2. When processing the RGB image sequence, the invention adopts an attention mechanism, utilizes the prior information in CNN pre-training to identify and code the object to obtain probability graphs of different areas, and performs weighted fusion with the output of the feature extraction network. The method can be used for carrying out important learning in the training process near the object region operated by hands.
3. When the method is used for processing the depth image, the attention mechanism is built in the LSTM, the output gate is modified, the extraction effect of the attribute map in the continuous frames is smoother, after the output gate of the recursion unit is improved, the overall prediction is influenced, the recursion is controlled, the potential memory state in the depth image sequence is favorably smoothed and tracked, and the effect of extracting the structure information based on the depth data is obviously improved.
4. The invention realizes the fusion of multi-mode characteristics, and can realize information complementation, high precision and strong robustness by combining RGB (red, green and blue) spatial information, time sequence information of an optical flow image and structure information of a depth image compared with the method only utilizing the characteristics of the spatial information or the time sequence information.

Claims (7)

1. A hand motion recognition method based on RGB-D data of a first visual angle is characterized by comprising the following steps:
step 1, wearing an RGB-D sensor to collect a plurality of video clips including RGB video clips and depth video clips, carrying out image conversion on the RGB video clips and the depth video clips to obtain an RGB image sequence of a single frame and a depth image sequence of the single frame, and carrying out registration on the RGB image sequence and the depth image sequence;
step 2, preprocessing data acquired by the RGB-D sensor, enhancing the data, and manufacturing a corresponding label to form a data set;
step 3, after carrying out size unification processing on different actions, extracting spatial information aiming at the RGB image sequence; extracting the characteristics of the image sequence by adopting a method based on an attention mechanism, and extracting the time sequence information of the RGB image through an LSTM network;
step 4, calculating the optical flow between two adjacent frames in the RGB image sequence to obtain a corresponding optical flow image sequence, and extracting the time sequence information of the optical flow image based on the Resnet network;
step 5, extracting image sequence structure information of the depth image sequence by adopting an attention mechanism method;
and 6, aiming at the characteristics extracted from the three data, respectively extracting the common information and the specific information of the three data by adopting a multi-mode learning network for training, and finally, fusing the common information and the specific information to recognize the action.
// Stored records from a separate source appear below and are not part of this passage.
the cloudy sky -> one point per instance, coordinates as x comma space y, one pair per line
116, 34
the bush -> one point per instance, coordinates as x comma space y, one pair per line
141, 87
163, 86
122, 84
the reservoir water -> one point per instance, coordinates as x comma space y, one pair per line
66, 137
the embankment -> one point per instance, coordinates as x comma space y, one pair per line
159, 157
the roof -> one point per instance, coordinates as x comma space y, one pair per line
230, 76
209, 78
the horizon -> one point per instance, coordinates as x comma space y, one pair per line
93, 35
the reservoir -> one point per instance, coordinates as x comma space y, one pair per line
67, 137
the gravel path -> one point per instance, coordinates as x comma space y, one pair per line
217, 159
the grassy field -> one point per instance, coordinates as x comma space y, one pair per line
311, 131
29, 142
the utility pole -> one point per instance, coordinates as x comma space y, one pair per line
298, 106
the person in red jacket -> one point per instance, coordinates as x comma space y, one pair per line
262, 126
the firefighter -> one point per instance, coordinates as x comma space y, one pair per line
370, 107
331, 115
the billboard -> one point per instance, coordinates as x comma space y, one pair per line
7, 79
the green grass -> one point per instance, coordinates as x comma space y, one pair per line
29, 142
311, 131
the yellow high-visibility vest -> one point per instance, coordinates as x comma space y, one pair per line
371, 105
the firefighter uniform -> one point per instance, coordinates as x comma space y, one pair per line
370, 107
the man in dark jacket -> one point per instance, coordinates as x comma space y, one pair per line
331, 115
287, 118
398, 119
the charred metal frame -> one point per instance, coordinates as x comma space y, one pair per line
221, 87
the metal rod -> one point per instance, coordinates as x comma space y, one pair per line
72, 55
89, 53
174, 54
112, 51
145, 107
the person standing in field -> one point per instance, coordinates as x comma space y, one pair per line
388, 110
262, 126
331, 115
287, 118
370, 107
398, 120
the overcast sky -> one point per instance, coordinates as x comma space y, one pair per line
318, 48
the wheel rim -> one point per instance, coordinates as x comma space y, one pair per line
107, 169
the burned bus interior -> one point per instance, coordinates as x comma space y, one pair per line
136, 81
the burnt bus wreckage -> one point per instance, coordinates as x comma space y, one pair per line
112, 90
2. The method as claimed in claim 1, wherein the step 3 comprises:
pre-training prior information in object identification codes by using a CNN network to obtain weights of different areas; referring to CAM class activation mapping, in the last convolution layer of the CNN network for feature extraction, the activation value of a unit l at a spatial position i is defined as fl(i),
Figure FDA0002699823820000011
For the weight corresponding to class c in cell l, CAM can be expressed as
Figure FDA0002699823820000012
Based on Resnet-34 as a backbone network, CAM calculation is carried out on each frame of RGB image frame, and the CAM is emptyAnd performing softmax operation on the inter-dimension, converting the CAM into a probability map, fusing the obtained attention map attention heat map and the output map of the last convolutional layer to obtain a weighted feature map, inputting the feature map of each frame into an LSTM network, and extracting timing information.
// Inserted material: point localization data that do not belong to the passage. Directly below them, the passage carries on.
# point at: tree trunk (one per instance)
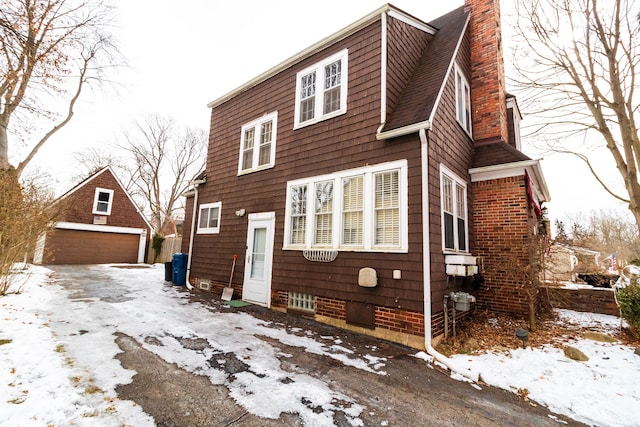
(4, 147)
(532, 317)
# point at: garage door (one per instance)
(90, 247)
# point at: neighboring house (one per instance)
(362, 180)
(100, 224)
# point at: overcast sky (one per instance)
(182, 55)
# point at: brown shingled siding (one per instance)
(404, 46)
(448, 145)
(340, 143)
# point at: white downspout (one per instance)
(191, 232)
(426, 263)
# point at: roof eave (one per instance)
(333, 38)
(405, 130)
(513, 169)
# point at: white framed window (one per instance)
(102, 201)
(258, 144)
(463, 101)
(453, 205)
(209, 218)
(321, 90)
(363, 209)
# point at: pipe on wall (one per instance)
(426, 263)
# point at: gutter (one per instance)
(426, 262)
(194, 192)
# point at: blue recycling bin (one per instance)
(179, 264)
3. The method as claimed in claim 1, wherein the step 4 comprises:
calculating optical flow between two adjacent frames of the RGB video by using a TVL1 algorithm, finding a velocity vector of each pixel point in an image by the optical flow, obtaining I (x, y, t) ═ I (x + dx, y + dy, t + dt) according to the tiny motion of the optical flow and the assumption that the brightness is constant, and expanding by using a dielectric Taylor as the following formula
Figure FDA0002699823820000013
Order to
Figure FDA0002699823820000014
In that
Figure FDA0002699823820000015
Under the assumption that the optical flow is solved by using a least square method; extracting optical flows of adjacent frames on the whole picture frame of the video, and then removing irrelevant noise actions; after obtaining the optical flow images, time series information is extracted for the optical flow image sequence, 5 optical flow graphs are overlapped together in the form of an optical flow stack, and the optical flow graphs are input into a Resnet network to extract the time series information of the image sequence.
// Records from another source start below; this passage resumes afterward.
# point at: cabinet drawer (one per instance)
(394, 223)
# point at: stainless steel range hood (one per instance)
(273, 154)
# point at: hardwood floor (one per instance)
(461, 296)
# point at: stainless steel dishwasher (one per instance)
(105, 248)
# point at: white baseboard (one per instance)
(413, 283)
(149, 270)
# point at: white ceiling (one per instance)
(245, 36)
4. The method as claimed in claim 1, wherein the step 5 comprises: modifying the LSTM network structure, in the input part, to the feature XtTo carry out
Figure FDA0002699823820000016
Pooling operation to obtain a corresponding value upsilonaIt is delivered to RNN network, and a of the previous frame is combinedt-1,st-1Can obtain at,st(ii) a According to at,stBinds to upsilonaObtaining an attention map heat map s of the frame through a softmax function, and adding s to XtFusing to obtain an extracted characteristic diagram; combining c of previous framet-1,ot-1C of this frame can be obtainedt,ot(ii) a By passing
Figure FDA0002699823820000017
A pooling operation coupling the input gate and output gate sections, and finally upsilonc⊙ctAs an output of the network; wherein XtIs an input feature, atIs a memory state, s, in the RNN networktIs an output state in the RNN network, ctIs the memory state in the LSTM network, otIs the output state, upsilon, in the LSTM networkaAnd upsiloncAre mutually coupled pooling operations.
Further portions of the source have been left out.